Fallait attendre qu'il se décide tout seul à arrêter de faire chier son monde. Et des fois ça pouvait durer des mois.
Et finalement je l'ai vu s'étirer, faire ses petits mouvements de gymnastique, puis décider de partir le plus lentement possible en se léchant un peu partout, histoire de me montrer qu'il s'en fiche complètement de moi qui fulmine de fièvre et de haine.
J'ai donc enfin pu pousser mon lit contre le radiateur électrique, et comme j'étais vraiment très fiévreux, j'ai posé sans réfléchir mes médicaments directement sur le radiateur pour qu'ils soient à portée de main.
Puis je me suis effondré et j'ai dormi de fièvre et de grippe.
Au cours de la nuit, Tantor me sauta dessus et miaula comme une fille qui découvre dans un magazine que Brad Pitt est gay.
J'ai finalement ouvert difficilement les yeux, j'avais très mal à la tête et j'avais du mal à respirer. et pour cause : mon studio était rempli d'un léger brouillard à cause de mes médicaments (flacons en plastique) qui avaient fondu sur mon radiateur brulant.
J’ai donc tendu le bras et ouvert la fenêtre. Puis je suis retombé dans les pommes fiévreuses de la grippe.
A mon réveil, Tantor ronronnait sur moi (c'est toujours la même chose, il adore que j'ai de la fièvre, comme ça il peut dormir sur moi bien au chaud). Je me suis dirigé vers le frigo, suivi par mon sale con de chat stupide qui m'avait sauvé la vie. Et j'ai rempli sa gamelle d'une triple portion.

J'ai passé 3 jours à gratter et décoller les morceaux de plastiques cramés sur mon radiateur.
J'ai également passé 3 jours à expliquer à grands coups d'aspirateur dans sa tronche à mon sale con de chat stupide, que non, ça ne servait à rien qu'il attrape des trucs en plastique et qu'il les pose sur mon radiateur, non, il n'aurait pas de triple portion dans sa gamelle en faisant ça.
C'est vraiment stupide un chat.
28 janvier 2009
La dernière fois que j’ai vu Tantor (partie 1)
Je préviens tout de suite, ce qui va suivre est de l’humour très noir (et en humour je suis loin d’être raciste). Le texte risque vraiment de choquer les amoureux des chats (qui sont généralement des grosses tapettes sensibles ou des gonzesses qui croient au prince charmant).
Tout avait commencé un jour ensoleillé où mon chat se faisait bronzer sur sa chaise, sur son balcon, les griffes en éventail. J’avais pour habitude d’avancer sans faire de bruit pour l’observer pendant qu’il somnolait comme un bienheureux (et plus d’une fois j’ai renoncé finalement à lancer des pétards sous sa chaise, tellement Tantor était si mignon quand il somnolait grassement).
Là le spectacle était encore plus drôle que d’habitude : mon chat bavait (et ce coup-ci ce n’était pas à cause du piment que j’avais mis dans sa pâtée, ni à cause du dentifrice que j’aimais mettre sur son cul rien que pour voir sa gueule toute pleine de mousse quand il se léchait le derrière). Un filet de bave s’écoulait de sa bouche et formait une petite flaque en dessous de la chaise.

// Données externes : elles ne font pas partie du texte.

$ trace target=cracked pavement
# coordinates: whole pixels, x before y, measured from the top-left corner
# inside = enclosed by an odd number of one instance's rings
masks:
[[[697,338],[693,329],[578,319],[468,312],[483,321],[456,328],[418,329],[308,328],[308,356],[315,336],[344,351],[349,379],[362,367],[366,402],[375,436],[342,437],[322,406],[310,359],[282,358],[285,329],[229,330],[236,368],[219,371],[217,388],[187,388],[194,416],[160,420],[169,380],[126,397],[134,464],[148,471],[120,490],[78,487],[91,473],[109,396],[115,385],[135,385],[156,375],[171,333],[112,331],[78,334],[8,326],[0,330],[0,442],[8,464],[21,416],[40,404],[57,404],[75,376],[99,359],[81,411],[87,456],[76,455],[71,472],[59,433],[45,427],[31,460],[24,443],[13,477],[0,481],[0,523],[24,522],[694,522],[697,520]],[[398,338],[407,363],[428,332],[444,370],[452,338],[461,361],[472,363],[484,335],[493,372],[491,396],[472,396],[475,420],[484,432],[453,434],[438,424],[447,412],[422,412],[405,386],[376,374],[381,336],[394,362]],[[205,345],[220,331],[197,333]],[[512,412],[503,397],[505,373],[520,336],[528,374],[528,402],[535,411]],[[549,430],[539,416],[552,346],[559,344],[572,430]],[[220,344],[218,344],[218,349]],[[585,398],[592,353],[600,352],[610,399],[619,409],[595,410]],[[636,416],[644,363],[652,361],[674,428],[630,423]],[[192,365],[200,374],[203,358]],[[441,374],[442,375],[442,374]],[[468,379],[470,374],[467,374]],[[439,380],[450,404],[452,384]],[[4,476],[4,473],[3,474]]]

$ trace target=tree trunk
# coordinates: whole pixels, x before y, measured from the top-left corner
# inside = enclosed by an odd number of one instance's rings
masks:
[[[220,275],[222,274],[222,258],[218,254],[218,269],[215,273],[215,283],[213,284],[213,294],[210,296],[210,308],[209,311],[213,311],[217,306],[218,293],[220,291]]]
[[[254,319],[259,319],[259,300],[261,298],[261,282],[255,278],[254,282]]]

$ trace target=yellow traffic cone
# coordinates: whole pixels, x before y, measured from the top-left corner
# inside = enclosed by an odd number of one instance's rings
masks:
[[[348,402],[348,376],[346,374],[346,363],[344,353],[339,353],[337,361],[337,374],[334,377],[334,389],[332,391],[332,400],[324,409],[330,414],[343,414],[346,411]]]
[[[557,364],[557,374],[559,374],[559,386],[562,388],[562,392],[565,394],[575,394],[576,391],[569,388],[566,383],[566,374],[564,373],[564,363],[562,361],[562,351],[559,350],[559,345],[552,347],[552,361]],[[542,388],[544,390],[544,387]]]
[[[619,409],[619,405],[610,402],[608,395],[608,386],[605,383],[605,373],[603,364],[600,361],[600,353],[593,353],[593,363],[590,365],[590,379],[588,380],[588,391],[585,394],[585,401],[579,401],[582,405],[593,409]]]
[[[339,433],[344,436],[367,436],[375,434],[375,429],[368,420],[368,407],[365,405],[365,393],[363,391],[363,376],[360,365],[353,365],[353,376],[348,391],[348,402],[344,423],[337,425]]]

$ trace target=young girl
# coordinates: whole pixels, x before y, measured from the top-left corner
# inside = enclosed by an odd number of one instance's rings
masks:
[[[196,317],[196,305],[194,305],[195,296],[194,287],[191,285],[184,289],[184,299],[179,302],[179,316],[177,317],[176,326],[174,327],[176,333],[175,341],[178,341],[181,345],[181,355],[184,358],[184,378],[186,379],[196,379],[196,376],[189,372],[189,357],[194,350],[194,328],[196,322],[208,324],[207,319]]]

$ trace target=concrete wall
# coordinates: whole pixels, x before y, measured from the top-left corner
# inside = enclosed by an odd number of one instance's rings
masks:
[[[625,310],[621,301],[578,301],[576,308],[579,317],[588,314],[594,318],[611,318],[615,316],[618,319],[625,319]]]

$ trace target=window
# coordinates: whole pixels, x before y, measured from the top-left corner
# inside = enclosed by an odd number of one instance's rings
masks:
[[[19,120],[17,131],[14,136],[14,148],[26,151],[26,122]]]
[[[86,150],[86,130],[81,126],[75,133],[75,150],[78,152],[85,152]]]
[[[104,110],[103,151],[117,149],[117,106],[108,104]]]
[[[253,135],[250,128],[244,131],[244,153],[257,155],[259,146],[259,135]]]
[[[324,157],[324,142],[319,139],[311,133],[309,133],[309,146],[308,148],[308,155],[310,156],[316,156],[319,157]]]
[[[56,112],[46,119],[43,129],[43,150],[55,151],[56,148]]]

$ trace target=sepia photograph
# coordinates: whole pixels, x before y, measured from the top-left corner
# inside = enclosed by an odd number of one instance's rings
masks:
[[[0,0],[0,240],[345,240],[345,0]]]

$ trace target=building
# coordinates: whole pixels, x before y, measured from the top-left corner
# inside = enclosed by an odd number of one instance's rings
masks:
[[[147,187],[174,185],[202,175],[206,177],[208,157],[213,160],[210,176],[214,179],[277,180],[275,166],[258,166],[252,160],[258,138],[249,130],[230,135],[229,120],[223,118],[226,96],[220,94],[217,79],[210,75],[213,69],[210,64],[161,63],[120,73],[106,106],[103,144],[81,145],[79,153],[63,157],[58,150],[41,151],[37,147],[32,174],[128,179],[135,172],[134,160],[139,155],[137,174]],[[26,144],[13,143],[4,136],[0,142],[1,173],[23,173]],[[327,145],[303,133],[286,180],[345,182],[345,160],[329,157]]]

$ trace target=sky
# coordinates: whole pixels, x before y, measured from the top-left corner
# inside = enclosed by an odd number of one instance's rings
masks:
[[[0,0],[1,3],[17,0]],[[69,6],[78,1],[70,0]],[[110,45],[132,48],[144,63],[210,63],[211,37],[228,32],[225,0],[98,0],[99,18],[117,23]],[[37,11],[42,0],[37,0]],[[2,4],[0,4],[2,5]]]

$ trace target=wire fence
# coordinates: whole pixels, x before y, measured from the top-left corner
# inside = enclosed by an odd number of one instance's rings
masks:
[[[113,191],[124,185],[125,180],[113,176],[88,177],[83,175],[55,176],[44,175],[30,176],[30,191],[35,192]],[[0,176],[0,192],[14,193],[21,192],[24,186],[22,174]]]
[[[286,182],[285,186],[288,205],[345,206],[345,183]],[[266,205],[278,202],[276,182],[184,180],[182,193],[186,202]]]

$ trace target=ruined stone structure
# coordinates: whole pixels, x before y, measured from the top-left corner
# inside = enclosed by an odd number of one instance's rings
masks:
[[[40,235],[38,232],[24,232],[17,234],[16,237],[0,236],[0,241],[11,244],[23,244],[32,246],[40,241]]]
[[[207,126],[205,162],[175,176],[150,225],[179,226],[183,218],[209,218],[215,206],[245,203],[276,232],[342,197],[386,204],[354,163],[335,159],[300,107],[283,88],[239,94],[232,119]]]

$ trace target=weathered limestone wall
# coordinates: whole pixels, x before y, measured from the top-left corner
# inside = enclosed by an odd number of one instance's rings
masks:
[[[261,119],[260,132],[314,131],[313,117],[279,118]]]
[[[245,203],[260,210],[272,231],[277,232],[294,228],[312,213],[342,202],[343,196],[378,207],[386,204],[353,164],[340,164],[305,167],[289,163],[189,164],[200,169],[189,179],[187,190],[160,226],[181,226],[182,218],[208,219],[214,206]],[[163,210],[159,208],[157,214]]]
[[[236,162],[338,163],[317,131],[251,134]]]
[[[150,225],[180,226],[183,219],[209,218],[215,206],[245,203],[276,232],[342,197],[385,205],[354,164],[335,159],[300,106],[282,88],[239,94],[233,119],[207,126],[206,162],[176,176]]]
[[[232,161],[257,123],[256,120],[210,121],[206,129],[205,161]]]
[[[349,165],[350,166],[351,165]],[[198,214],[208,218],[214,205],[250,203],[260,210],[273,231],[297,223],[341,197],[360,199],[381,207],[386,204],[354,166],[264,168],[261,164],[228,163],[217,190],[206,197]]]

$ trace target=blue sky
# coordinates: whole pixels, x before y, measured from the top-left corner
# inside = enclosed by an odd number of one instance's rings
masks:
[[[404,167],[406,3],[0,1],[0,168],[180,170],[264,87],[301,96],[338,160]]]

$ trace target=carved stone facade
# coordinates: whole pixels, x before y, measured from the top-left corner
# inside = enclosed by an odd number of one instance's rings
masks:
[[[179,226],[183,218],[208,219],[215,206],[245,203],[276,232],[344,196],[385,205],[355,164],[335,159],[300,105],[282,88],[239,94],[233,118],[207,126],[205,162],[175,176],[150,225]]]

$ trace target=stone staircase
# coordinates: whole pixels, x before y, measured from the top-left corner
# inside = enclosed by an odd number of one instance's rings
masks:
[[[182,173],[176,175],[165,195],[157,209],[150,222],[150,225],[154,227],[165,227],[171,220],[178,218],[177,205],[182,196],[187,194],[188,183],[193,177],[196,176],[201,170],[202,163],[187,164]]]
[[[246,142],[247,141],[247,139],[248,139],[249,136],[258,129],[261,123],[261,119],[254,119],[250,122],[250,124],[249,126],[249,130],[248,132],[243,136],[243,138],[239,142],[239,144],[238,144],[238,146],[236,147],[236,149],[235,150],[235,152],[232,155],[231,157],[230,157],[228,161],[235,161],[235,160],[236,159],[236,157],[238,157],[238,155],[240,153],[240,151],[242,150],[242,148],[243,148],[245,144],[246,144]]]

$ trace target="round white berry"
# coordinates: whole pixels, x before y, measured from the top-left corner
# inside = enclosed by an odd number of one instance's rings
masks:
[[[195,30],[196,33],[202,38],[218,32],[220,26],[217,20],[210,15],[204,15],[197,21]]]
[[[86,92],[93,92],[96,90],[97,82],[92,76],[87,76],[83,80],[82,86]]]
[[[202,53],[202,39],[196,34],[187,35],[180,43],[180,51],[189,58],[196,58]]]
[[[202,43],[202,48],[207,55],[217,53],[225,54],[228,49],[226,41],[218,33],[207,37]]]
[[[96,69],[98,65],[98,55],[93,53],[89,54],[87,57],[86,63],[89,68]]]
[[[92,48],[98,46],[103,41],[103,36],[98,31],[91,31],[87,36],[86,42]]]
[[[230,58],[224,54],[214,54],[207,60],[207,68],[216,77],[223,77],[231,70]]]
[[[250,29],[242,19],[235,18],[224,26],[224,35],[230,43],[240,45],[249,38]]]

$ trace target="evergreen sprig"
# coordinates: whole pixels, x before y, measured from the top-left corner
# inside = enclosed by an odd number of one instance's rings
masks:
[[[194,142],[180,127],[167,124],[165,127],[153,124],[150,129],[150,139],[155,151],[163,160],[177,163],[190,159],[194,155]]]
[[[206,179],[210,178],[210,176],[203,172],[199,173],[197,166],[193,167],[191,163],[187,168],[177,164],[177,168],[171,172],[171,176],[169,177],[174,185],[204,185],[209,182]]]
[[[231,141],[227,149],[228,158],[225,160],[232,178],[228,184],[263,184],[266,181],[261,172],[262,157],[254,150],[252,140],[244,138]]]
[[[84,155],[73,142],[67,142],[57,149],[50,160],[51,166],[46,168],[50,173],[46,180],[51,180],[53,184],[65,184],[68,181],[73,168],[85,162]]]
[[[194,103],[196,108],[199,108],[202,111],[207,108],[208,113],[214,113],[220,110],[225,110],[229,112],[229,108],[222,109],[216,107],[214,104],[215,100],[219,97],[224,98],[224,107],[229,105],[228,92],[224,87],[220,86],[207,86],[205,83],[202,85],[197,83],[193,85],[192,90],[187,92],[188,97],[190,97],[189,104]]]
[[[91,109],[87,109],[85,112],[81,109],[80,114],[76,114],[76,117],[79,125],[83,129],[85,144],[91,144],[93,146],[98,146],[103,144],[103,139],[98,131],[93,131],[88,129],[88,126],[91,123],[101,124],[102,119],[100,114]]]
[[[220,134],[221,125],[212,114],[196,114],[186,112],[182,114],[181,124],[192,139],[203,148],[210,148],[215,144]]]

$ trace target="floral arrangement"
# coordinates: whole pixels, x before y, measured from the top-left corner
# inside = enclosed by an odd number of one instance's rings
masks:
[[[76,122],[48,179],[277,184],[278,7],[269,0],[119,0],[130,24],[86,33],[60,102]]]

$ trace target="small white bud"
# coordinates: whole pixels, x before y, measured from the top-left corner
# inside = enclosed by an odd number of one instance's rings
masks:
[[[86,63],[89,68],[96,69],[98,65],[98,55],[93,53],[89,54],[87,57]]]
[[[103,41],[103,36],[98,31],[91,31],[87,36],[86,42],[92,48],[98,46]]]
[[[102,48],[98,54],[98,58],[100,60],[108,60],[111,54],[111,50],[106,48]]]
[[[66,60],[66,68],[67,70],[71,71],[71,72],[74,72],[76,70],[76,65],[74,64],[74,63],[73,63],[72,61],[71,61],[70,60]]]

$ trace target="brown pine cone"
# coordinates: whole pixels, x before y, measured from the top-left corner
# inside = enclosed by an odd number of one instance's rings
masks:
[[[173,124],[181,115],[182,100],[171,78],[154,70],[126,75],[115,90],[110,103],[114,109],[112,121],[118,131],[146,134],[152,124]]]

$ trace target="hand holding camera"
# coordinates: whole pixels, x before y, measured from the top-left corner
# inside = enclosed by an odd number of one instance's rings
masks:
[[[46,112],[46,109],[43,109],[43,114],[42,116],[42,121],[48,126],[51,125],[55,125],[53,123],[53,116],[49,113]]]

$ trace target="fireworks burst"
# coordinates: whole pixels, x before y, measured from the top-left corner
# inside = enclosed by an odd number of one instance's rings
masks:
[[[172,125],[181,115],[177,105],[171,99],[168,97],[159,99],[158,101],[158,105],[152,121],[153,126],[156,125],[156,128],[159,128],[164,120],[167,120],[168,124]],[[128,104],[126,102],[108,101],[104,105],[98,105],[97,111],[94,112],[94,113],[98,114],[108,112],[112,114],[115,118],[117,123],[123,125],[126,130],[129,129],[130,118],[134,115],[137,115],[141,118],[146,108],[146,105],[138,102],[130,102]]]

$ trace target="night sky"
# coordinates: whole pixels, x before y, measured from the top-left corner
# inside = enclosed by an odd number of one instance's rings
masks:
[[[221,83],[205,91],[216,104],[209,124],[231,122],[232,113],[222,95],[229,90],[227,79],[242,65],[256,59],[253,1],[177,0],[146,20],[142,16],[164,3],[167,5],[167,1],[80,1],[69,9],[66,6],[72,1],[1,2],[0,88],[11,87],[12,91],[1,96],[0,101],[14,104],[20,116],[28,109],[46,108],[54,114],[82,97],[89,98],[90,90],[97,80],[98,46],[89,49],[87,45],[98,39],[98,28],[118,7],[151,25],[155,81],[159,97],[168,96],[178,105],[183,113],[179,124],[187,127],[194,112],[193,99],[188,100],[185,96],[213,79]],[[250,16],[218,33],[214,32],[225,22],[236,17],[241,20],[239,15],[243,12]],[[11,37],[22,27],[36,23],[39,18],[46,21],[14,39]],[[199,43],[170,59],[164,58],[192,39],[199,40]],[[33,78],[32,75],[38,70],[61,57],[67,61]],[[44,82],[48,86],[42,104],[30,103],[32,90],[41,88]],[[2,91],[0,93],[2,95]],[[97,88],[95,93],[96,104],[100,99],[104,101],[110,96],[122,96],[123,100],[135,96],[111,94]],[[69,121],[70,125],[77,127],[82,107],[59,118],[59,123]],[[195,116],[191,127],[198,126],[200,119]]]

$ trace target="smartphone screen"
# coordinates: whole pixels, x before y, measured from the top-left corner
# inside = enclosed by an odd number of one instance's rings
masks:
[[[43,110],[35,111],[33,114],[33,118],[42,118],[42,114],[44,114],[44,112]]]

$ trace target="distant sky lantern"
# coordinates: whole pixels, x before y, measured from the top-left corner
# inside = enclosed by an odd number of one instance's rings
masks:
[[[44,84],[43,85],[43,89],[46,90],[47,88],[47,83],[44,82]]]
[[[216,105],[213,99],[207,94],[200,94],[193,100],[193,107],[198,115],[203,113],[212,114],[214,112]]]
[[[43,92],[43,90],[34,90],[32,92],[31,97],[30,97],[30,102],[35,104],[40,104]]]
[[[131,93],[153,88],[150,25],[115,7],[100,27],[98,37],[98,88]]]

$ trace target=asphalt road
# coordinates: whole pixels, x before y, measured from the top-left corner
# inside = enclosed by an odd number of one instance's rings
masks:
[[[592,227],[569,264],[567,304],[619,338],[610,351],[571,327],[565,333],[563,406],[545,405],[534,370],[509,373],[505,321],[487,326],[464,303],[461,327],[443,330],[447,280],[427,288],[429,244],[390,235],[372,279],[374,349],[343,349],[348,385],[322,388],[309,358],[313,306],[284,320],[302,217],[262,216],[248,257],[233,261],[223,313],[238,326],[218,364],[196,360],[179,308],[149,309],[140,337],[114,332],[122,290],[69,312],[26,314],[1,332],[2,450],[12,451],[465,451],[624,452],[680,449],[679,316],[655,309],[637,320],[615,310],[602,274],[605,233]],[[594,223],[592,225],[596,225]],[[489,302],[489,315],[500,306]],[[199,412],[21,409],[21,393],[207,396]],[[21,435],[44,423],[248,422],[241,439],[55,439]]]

Des fois je suis le roi de cons, car j’ai trouvé super mignon que mon chat bave en prenant son bain de soleil.
2 semaines plus tard j’ai commencé à trouver moins mignon mon chat qui bavait toujours. J’ai tenté d’ouvrir de force la gueule de Tantor mais il refusait énergiquement de toutes ses griffes. Je l’ai alors jeté dans sa boite à chat et j’ai couru chez le vétérinaire. Puis je suis retourné chez moi prendre la boite à chat et j’ai recouru chez le vétérinaire.
Nos amis les vétérinaires sont blasés de tout, ils ne vont donc pas se mettre à pleurer avec vous dès que votre animal à une écharde à la patte. Moi J’ai eu droit à un simple « regardez, votre chat à une énorme tumeur sous la langue, il doit souffrir depuis longtemps, pauvre chat, il va falloir l’opérer samedi, mais il est très vieux votre chat, je ne sais pas si il va supporter l’opération, hé monsieur ça va, monsieur, bon sang ne vous évanouissez pas comme un grosse merde sur mon bureau, Nicole allez me chercher un verre d’eau, aaah et bon sang trouvez lui un pantalon propre ».
Mon chat et moi, de retour chez nous, on s’est regardé tout bizarrement. On était triste tous les deux. On se disait « merde la fin de l’aventure est proche on dirait ». J’ai même pensé « bordel qu’est-ce que je vais bien pouvoir foutre des tonnes de bouffe pour chat que j’ai stocké en cas de guerre mondiale ».
Puis le grand jour est arrivé. J’avais mis le chat à la diète la veille au soir. Et là il avait beau taper sur les boites de bouffe ou lécher ses gamelles vides en me regardant avec les même yeux que Bambi quand sa mère est morte, je ne lui ai toujours rien donné à manger. C’étaient les ordres du vétérinaire pour l’opération.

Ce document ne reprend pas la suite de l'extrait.